As report after report of the Irish Fiscal Advisory Council has urged, net policy spending can be significantly increased in desperately needed areas like health and social housing. This Fine Gael-Fianna Fáil regime, however, has resolutely set its face against measures like significant taxation of the property industry. In my budget submission to the Minister, I advocated, for example, an increase in the vacant site levy to 25% to deter land hoarding by developers which would realise more than €100 million a year and a 43% tax rate on earnings above €100,000 per annum, which would bring in nearly €400 million to the Exchequer.

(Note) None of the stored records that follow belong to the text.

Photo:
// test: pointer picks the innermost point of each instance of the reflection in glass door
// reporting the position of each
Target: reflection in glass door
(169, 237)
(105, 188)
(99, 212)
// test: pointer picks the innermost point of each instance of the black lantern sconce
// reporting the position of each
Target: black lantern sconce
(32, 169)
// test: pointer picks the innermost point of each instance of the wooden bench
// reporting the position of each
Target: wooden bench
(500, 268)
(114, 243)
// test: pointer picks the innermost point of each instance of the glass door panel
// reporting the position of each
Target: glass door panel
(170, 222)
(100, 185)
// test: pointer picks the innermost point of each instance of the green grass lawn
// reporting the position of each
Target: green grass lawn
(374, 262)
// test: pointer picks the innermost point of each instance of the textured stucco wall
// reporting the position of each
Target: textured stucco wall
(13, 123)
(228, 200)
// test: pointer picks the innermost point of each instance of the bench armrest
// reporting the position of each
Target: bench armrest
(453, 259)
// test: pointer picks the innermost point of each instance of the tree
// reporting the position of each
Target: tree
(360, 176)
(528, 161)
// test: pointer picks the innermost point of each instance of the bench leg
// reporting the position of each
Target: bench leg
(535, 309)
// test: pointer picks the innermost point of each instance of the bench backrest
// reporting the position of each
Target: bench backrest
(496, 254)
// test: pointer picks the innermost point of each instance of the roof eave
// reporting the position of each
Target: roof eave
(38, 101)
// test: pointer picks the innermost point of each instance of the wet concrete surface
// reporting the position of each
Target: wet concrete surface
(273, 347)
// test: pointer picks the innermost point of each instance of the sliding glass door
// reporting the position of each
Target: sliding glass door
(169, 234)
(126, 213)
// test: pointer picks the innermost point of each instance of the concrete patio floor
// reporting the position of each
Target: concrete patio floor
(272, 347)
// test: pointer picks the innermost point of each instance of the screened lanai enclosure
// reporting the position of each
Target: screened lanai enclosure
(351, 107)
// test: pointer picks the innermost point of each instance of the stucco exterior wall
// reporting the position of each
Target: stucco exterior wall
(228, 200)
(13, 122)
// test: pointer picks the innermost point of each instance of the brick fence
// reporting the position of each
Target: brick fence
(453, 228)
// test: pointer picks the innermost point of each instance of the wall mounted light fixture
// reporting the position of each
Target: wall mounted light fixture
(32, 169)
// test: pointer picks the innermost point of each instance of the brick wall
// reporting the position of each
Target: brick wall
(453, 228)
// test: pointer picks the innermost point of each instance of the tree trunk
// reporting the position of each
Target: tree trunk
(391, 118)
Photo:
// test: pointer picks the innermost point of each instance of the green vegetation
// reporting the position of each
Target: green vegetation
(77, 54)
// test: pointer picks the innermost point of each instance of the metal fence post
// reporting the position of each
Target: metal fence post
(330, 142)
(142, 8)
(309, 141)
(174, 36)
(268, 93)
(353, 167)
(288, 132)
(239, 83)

A fortnight ago, the well-known economist, Mr. David McWilliams, cogently explained in The Irish Timesthat "taxing the ultra-wealthy makes economic sense". Mr. McWilliams referred to estimates and data on the wealthiest cohort of Irish society. Both the European Central Bank's Household Finance and Consumption Survey, HFCS, and the Credit Suisse Bank give revealing insights into wealth in this country. The European Central Bank's HFCS shows that the top 5% of the Irish population owned almost 38% of all Irish wealth and the top 1% owned an extraordinary 27%. That would also include land, valuable assets, stocks, shares, etc. Mr. McWilliams reports that a sliding wealth tax of between 0.5% and 5% on the top 1% or 5% of the population would yield a minimum of €2 billion, that is putting 0.5% on the top 1%, up to an incredible €20 billion for the Exchequer, if 5% is put on the top 5% of the population, who control over a quarter of our wealth.

We had that discussion several times at the Committee on Budgetary Oversight, with Irish Fiscal Advisory Council and the Minister. There are resources and it is coming to a time, astonishingly, even in countries like the United States, where legislators are beginning to think seriously about returning to the kind of wealth tax and high-income regimes that we had right down to the Thatcher and Reagan period, where the wealthiest in society, those who can most bear the cost of providing a decent, humane health system, providing housing for those who need it, and providing public transport, where those people who have those resources can make a bigger contribution. Such a wealth tax would truly broaden the tax base but there will never be such an initiative in a budget or a Finance Bill in this country until we remove both Fine Gael and Fianna Fáil from the leadership of Irish Governments.